Re: hive storing a byte array

Posted by Luke Forehand <lu...@networkedinsights.com>.

Steven,

Thanks for your reply!  I have written it the way you mentioned, based on
an earlier post in this mailing list.  I'm concerned about having to
encode/decode the string in base64, I'm wondering how much this will
impact my job run time.

I have also written a UDF that emits a byte array, stored in a field of
type array<tinyint>.  When reading this field, the ObjectInspector is a
ListObjectInspector with primitiveJavaByte for the list elements.  Reading
this field in the UDF seems clunky because I have to iterate over the
list, reading each byte into a byte array, before I can use it.

Given both approaches, which one do you think has the least performance
overhead?

Thanks,
Luke

On 5/23/11 6:59 PM, "Steven Wong" <sw...@netflix.com> wrote:

>Hive does not support the blob data type. An option is to store your
>binary data encoded as string (such as using base64) and define them in
>Hive as string.
>
>
>-----Original Message-----
>From: Luke Forehand [mailto:luke.forehand@networkedinsights.com]
>Sent: Monday, May 23, 2011 1:21 PM
>To: user@hive.apache.org
>Subject: hive storing a byte array
>
>Hello,
>
>Can someone please provide an example in Hive, how I can store a
>serialized object in a field?  A field type of byte array or binary or
>blob is really what I was looking for, but if something slightly less
>trivial is involved some instruction would be much appreciated.  This
>object is used in a custom UDF later on in the processing pipeline.
>
>-Luke
>
>

RE: hive storing a byte array

Posted by Steven Wong <sw...@netflix.com>.

Hive does not support the blob data type.
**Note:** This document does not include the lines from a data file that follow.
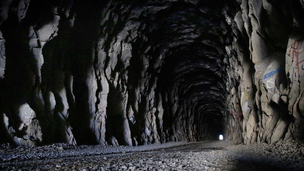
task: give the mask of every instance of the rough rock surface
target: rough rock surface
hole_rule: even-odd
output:
[[[162,144],[140,147],[113,146],[111,149],[100,145],[81,146],[86,149],[87,154],[80,154],[74,152],[73,157],[65,155],[71,154],[71,150],[77,147],[65,146],[64,150],[52,149],[54,146],[34,148],[23,147],[24,152],[7,145],[0,147],[3,152],[2,158],[9,156],[7,149],[17,152],[20,159],[13,159],[7,162],[0,162],[3,170],[259,170],[296,171],[304,169],[304,144],[302,142],[290,141],[283,144],[282,141],[275,145],[255,144],[245,145],[231,145],[224,141],[176,144],[178,146],[169,147]],[[171,145],[172,144],[171,143]],[[57,145],[59,145],[57,144]],[[154,146],[154,147],[153,147]],[[69,148],[67,148],[69,147]],[[156,150],[155,148],[158,148]],[[19,147],[19,148],[20,148]],[[47,157],[39,159],[38,155],[43,148],[47,152],[60,150],[61,153],[56,159],[50,159]],[[136,149],[145,148],[148,151],[140,152]],[[120,148],[120,149],[119,148]],[[31,155],[35,159],[26,159],[23,157],[31,149]],[[133,149],[130,149],[133,148]],[[300,150],[299,148],[301,148]],[[285,150],[283,149],[285,149]],[[129,149],[125,152],[122,150]],[[36,151],[37,150],[38,150]],[[67,150],[68,152],[65,152]],[[119,154],[96,155],[105,151],[120,151]],[[94,155],[88,156],[87,154]],[[76,156],[78,157],[76,157]]]
[[[302,0],[3,0],[0,10],[3,142],[304,138]]]

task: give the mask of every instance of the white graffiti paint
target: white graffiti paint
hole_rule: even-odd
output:
[[[247,112],[250,110],[250,108],[248,106],[248,101],[246,101],[244,103],[244,111]]]
[[[266,86],[268,89],[271,89],[275,86],[275,82],[272,78],[271,78],[266,82]]]
[[[265,65],[264,63],[262,63],[261,65],[257,67],[257,71],[258,72],[259,74],[260,74],[262,72],[265,68]]]

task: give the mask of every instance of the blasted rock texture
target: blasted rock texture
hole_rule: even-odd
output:
[[[302,1],[41,1],[0,2],[1,141],[303,138]]]
[[[303,2],[238,1],[236,13],[226,10],[234,33],[227,134],[236,143],[302,139]]]

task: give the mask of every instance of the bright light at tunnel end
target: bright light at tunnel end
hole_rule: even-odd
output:
[[[220,140],[223,139],[223,136],[222,135],[219,135],[219,139]]]

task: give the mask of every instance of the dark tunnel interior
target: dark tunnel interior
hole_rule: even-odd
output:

An option is to store your binary data encoded as string (such as using base64) and define them in Hive as string.

-----Original Message-----
From: Luke Forehand [mailto:luke.forehand@networkedinsights.com] 
Sent: Monday, May 23, 2011 1:21 PM
To: user@hive.apache.org
Subject: hive storing a byte array

Hello,

Can someone please provide an example in Hive, how I can store a
serialized object in a field?  A field type of byte array or binary or
blob is really what I was looking for, but if something slightly less
trivial is involved some instruction would be much appreciated.  This
object is used in a custom UDF later on in the processing pipeline.

-Luke

hive storing a byte array

Posted by Luke Forehand <lu...@networkedinsights.com>.

Hello,

Can someone please provide an example in Hive, how I can store a
serialized object in a field?  A field type of byte array or binary or
blob is really what I was looking for, but if something slightly less
trivial is involved some instruction would be much appreciated.  This
object is used in a custom UDF later on in the processing pipeline.

-Luke